Para quem não compreende a importância desses processos, cabe perguntar: como falar com propriedade de cidadania e democracia para a juventude sem vivenciá-las? Os processos políticos nas universidades são as principais maneiras de exercer a participação nas decisões da instituição e preparar as pessoas para que façam o mesmo nos contextos municipais, estaduais e nacional. Como tantos já disseram, democracia só se aprende fazendo.
O que dizer, então, de vivenciar o processo democrático, incluindo elaboração de planos de gestão, candidaturas, campanhas, debates, eleições em dois turnos para, ao final, a escolha não ser respeitada e alguém rejeitado no processo eleitoral ser empossado reitor? Pois é essa a aberração da lista tríplice na nomeação de reitores em universidades públicas.
A Lei nº 9.192/95, que rege o processo de escolha e nomeação dos dirigentes das universidades e institutos federais, mesmo promulgada após a ditadura militar, conservou uma lógica que serve apenas para manter as aparências de processo democrático, mas que, na verdade, o coloca na dependência dos humores da Presidência da República. E, incrivelmente, nenhum governo democrático que se seguiu ousou modificar a lei, de modo que, ainda hoje, o processo de consulta para nova reitoria em qualquer universidade pública vem acompanhado do fantasma da nomeação com a pergunta recorrente: será que o governo respeitará a escolha da comunidade universitária?

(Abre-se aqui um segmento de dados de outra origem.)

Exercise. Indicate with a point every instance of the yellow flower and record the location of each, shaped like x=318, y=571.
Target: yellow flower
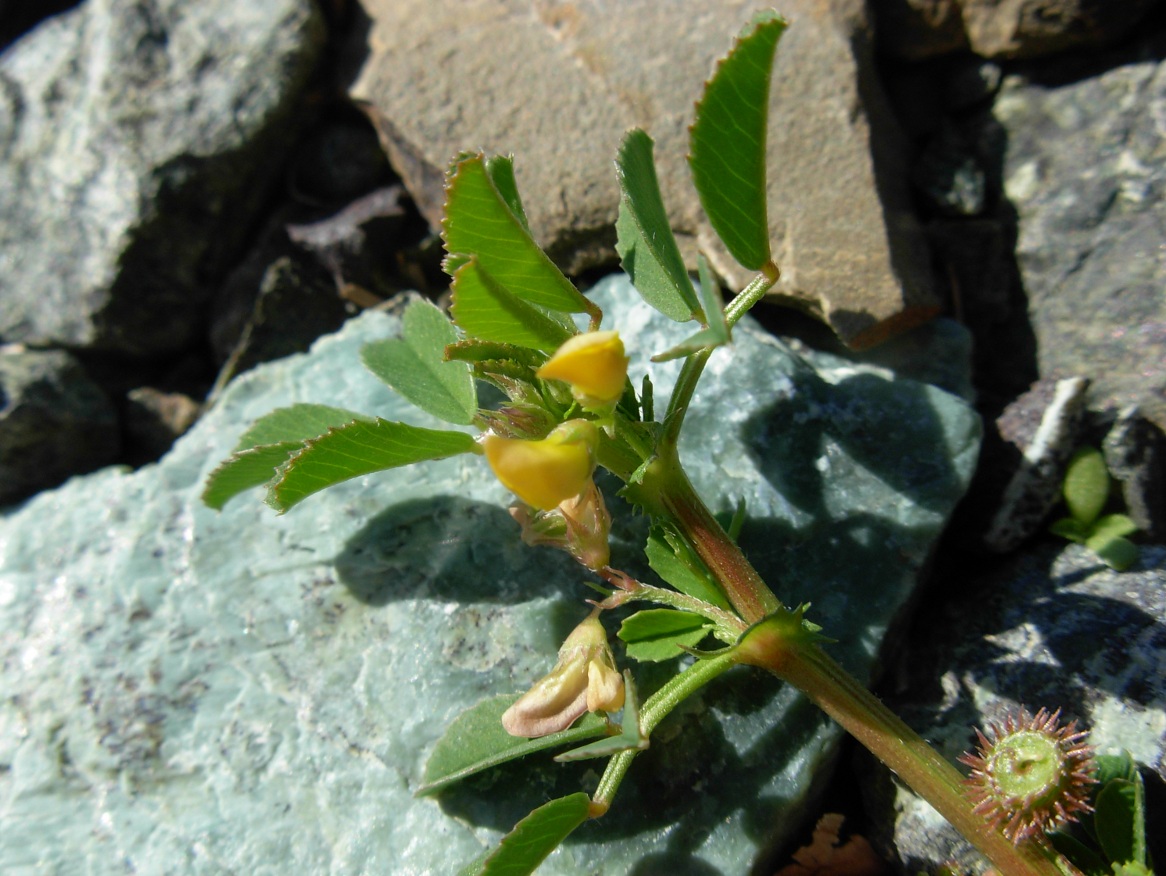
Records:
x=584, y=679
x=545, y=472
x=580, y=526
x=594, y=364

Se, para algumas autarquias, a lista tríplice é vista como opção melhor do que a nomeação direta pela Presidência da República, para a universidade é distorção da democracia e a anulação da mais básica manifestação de sua autonomia, prevista na Constituição Federal. Afinal, no contexto de uma instituição que tem entre as missões formar para a cidadania, que ensinamento estaria professando ao concordar com essa incoerência?
Uma observação de todo o processo permite dizer que a não nomeação do escolhido pela comunidade, longe de configurar demonstração de força do governo, tende a ser vista como um ato de profundo desrespeito à democracia e à autonomia universitária. A nomeação de reitor não escolhido pela comunidade tem levado, e sempre levará, a estado de desordem nas universidades, de frustração e sentimento de ataque aos processos democráticos, plenamente justificáveis dada a distorção da situação que deveria ser a celebração e o fortalecimento da democracia.
Após as recentes intervenções na Universidade Federal Rural do Semi-Árido (Ufersa) e no Instituto Federal do Rio Grande do Norte (IFRN), a governadora Fátima Bezerra anunciou que proporá à Câmara Estadual projeto de lei extinguindo a lista tríplice para a reitoria da Universidade Estadual do Rio Grande do Norte (UERN), tornando obrigatória a nomeação do escolhido pela comunidade.
Nada mais coerente com a defesa da democracia, da Constituição e da autonomia universitária. Que essa atitude desperte em outros governadores a tomada de medida similar para as universidades estaduais e encoraje a Câmara dos Deputados a extirpar a distorção do cotidiano das universidades federais. A democracia agradecerá.